Horowitz confirmed the news regarding possible misapplication of the Foreign Intelligence Surveillance Act (FISA) during the 2016 election on Thursday after apparently leaking the release date to Sen. Lindsey Graham (R-S.C.) sometime Wednesday or before.
During an appearance Fox News’s Hannity Wednesday night, titular host Sean Hannity pleaded with Graham that Horowitz’s report not be released on a Friday night–citing the political establishment’s tendency to “dump” big stories just before the weekend.
“It’ll be December 9th–you’ll get the report,” Graham soothed–promising a Monday release day. “That’s locked.”
Graham’s prior knowledge of the release date was mocked a bit online after New York Times reporter Katie Benner got Horowitz on the record:
Horowitz recently previewed his progress in an October letter to members of the U.S. House of Representatives and Senate.
“As I noted in my September 13 letter, we began the process of finalizing our report for release by providing a draft or our factual findings to the Department and the FBI for classification determination and marking,” Horowitz wrote. “This process is consistent with our usual practice when an OIG report involves classified information. Given that our draft report is lengthy, and concerns sensitive national security and law enforcement matters, we understood that it would take the Department and the FBI some time to work through and appropriately mark the entire report.”
That letter continued:
I can report to that the process is ongoing and nearing completion, and we are working through these issues constructively with. both the Department and the FBI. The goal from my standpoint is to make as much of our report public as possible. I anticipate that the final report will be released publicly with few redactions.

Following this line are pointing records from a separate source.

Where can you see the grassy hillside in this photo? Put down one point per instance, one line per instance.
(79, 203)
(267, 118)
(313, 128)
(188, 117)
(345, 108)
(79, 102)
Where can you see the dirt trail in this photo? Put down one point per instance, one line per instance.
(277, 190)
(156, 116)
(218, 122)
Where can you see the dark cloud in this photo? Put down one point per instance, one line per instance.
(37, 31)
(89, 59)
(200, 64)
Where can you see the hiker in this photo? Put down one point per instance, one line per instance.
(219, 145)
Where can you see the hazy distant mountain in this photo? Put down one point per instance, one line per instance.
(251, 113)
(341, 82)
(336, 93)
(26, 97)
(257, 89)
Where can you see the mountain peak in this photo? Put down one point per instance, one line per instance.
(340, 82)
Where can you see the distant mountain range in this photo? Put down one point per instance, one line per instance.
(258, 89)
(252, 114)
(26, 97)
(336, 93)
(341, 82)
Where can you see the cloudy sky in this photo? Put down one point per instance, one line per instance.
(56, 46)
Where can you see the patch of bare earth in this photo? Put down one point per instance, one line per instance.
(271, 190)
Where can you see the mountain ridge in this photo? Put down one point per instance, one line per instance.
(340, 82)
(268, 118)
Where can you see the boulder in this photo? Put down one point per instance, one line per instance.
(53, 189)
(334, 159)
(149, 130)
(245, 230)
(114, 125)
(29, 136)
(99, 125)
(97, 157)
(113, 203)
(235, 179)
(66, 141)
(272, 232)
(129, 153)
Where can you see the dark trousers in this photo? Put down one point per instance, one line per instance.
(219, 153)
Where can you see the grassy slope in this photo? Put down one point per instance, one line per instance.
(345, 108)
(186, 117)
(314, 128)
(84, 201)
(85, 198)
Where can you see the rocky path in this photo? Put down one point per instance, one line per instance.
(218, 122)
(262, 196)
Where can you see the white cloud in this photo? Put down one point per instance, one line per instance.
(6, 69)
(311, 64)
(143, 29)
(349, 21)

Given the constructive progress that has been made during the classification review process, I do not now anticipate a need to prepare and issue separate classified and public versions of the report. As you know from our prior work, if for some reason that assessment changes, consistent with the Inspector General Act, we will inform our oversight committee of any concerns that we have.
That report likely already has a title: “Examination of the Department’s and the FBI’s Compliance with Legal Requirements and Policies in Applications Filed with the U.S. Foreign Intelligence Surveillance Court Relating to a certain U.S. Person” and is believed to concern the FISA warrants issued which authorized surveillance of former Trump 2016 campaign adviser Carter Page.
Conservatives and other allies of President Donald Trump have long believed there was something nefarious afoot when those multiple warrants were approved, but as Law&Crime previously noted, the judges who okayed that surveillance were all appointed by Republican presidents.
Horowitz is slated to discuss the report before lawmakers on December 11.